SPARKLE: Enhancing SPARQL Generation with Direct KG Integration in Decoding
Jaebok Lee, Hyeonjeong Shin

TL;DR
SPARKLE is an end-to-end framework that improves natural language to SPARQL query generation by directly integrating knowledge base structure during decoding, reducing errors and adapting to evolving data.
Contribution
It introduces a novel decoding method that incorporates knowledge base structure directly, enhancing accuracy and adaptability over prior multi-stage and static models.
Findings
Achieves state-of-the-art results on SimpleQuestions-Wiki
Highest F1 score on LCQuAD 1.0 among non-gold entity models
Demonstrates fast inference and adaptability to knowledge base changes
Abstract
Existing KBQA methods have traditionally relied on multi-stage methodologies, involving tasks such as entity linking, subgraph retrieval and query structure generation.
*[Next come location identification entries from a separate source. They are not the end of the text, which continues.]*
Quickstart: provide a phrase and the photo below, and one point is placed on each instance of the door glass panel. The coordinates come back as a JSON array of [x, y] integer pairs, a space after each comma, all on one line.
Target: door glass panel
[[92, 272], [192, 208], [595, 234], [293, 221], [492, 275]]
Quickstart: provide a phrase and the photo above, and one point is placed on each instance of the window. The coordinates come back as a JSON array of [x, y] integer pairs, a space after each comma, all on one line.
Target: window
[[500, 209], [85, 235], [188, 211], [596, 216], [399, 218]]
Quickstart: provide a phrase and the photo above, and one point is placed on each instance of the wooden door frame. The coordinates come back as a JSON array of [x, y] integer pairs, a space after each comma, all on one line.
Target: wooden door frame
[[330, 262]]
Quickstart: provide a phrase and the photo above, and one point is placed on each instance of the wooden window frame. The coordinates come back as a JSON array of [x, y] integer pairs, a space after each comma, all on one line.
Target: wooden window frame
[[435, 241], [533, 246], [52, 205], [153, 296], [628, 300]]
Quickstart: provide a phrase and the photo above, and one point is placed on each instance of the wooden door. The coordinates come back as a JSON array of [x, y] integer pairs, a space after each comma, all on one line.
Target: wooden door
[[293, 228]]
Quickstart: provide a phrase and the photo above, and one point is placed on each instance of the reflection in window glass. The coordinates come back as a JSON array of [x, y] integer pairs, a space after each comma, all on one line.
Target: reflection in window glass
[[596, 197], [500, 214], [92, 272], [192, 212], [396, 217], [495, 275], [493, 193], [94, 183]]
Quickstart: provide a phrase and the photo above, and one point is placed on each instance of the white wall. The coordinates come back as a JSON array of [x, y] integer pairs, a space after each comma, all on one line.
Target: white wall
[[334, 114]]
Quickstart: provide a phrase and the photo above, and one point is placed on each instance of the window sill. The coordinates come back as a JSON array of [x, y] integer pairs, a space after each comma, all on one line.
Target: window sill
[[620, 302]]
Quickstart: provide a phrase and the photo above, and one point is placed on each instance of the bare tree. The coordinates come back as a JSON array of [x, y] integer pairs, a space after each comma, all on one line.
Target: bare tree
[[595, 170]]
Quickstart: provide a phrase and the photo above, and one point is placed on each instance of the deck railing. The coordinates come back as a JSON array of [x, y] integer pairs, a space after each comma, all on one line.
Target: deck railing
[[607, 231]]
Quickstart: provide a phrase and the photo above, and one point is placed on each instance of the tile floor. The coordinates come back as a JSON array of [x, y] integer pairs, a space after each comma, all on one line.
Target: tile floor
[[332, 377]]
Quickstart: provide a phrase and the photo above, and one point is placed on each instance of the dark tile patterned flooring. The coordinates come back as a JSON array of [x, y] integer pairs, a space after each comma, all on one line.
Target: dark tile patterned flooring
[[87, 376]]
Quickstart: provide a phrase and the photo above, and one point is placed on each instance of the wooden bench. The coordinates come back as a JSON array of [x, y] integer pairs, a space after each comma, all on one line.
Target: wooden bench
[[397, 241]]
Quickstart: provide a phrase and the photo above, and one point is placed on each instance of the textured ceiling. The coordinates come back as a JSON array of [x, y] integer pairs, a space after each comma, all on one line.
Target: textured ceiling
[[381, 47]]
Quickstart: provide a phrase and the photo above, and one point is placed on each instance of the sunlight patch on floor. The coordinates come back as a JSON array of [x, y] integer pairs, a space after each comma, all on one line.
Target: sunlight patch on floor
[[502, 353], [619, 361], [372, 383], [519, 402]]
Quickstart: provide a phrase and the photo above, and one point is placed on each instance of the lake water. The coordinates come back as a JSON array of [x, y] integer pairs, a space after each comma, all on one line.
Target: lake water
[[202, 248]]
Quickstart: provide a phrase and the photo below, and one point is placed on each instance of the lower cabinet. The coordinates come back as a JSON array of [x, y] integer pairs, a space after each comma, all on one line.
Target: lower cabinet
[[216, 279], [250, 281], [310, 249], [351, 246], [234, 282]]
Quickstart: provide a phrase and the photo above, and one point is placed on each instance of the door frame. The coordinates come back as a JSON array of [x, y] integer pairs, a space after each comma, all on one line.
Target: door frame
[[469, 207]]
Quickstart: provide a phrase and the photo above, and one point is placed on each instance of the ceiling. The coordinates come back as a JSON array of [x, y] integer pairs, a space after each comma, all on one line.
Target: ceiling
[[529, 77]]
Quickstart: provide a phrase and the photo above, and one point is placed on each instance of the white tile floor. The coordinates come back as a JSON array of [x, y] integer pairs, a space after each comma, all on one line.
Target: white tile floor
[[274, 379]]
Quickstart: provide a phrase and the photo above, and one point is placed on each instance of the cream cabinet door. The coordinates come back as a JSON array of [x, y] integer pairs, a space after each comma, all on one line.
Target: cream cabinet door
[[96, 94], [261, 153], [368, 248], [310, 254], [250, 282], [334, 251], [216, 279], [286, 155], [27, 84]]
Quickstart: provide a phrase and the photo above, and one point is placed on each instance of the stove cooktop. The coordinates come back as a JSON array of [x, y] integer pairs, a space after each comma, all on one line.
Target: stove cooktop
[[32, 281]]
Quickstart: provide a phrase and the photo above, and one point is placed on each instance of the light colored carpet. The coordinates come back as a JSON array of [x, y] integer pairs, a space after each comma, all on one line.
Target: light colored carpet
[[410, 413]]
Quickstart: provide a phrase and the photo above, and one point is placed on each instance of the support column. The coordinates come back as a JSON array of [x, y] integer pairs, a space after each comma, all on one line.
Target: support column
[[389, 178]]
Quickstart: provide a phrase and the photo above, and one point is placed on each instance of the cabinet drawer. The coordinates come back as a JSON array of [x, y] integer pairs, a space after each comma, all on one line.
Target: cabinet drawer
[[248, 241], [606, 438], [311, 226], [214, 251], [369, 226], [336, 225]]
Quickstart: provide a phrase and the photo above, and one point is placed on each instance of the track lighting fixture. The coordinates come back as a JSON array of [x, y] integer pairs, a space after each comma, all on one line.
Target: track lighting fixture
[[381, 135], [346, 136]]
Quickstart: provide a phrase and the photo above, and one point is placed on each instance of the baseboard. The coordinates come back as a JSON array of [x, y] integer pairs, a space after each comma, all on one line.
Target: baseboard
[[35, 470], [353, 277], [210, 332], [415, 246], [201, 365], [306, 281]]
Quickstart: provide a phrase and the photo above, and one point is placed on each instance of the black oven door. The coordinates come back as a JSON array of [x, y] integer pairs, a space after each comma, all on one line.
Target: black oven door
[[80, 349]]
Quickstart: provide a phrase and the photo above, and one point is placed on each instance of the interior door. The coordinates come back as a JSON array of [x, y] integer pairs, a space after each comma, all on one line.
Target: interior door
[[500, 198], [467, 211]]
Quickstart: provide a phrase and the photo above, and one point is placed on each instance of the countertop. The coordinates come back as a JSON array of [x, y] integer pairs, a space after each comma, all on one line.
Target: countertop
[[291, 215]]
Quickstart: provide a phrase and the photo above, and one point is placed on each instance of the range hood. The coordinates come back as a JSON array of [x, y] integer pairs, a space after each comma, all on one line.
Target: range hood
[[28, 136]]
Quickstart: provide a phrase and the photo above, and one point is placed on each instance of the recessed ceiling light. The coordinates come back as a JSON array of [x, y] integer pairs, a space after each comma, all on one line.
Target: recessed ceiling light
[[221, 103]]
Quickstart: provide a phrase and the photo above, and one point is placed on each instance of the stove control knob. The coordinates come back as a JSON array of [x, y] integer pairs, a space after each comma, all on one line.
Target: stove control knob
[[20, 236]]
However, multi-stage approaches are dependent on the accuracy of preceding steps, leading to cascading errors and increased inference time. Although a few studies have explored the use of end-to-end models, they often suffer from lower accuracy and generate inoperative query that is not supported by the underlying data. Furthermore, most prior approaches are limited to the static training data, potentially overlooking the evolving nature of knowledge bases over time. To address these challenges, we present a novel end-to-end natural language to SPARQL framework, SPARKLE. Notably SPARKLE leverages the structure of knowledge base directly during the decoding, effectively integrating knowledge into the query generation. Our…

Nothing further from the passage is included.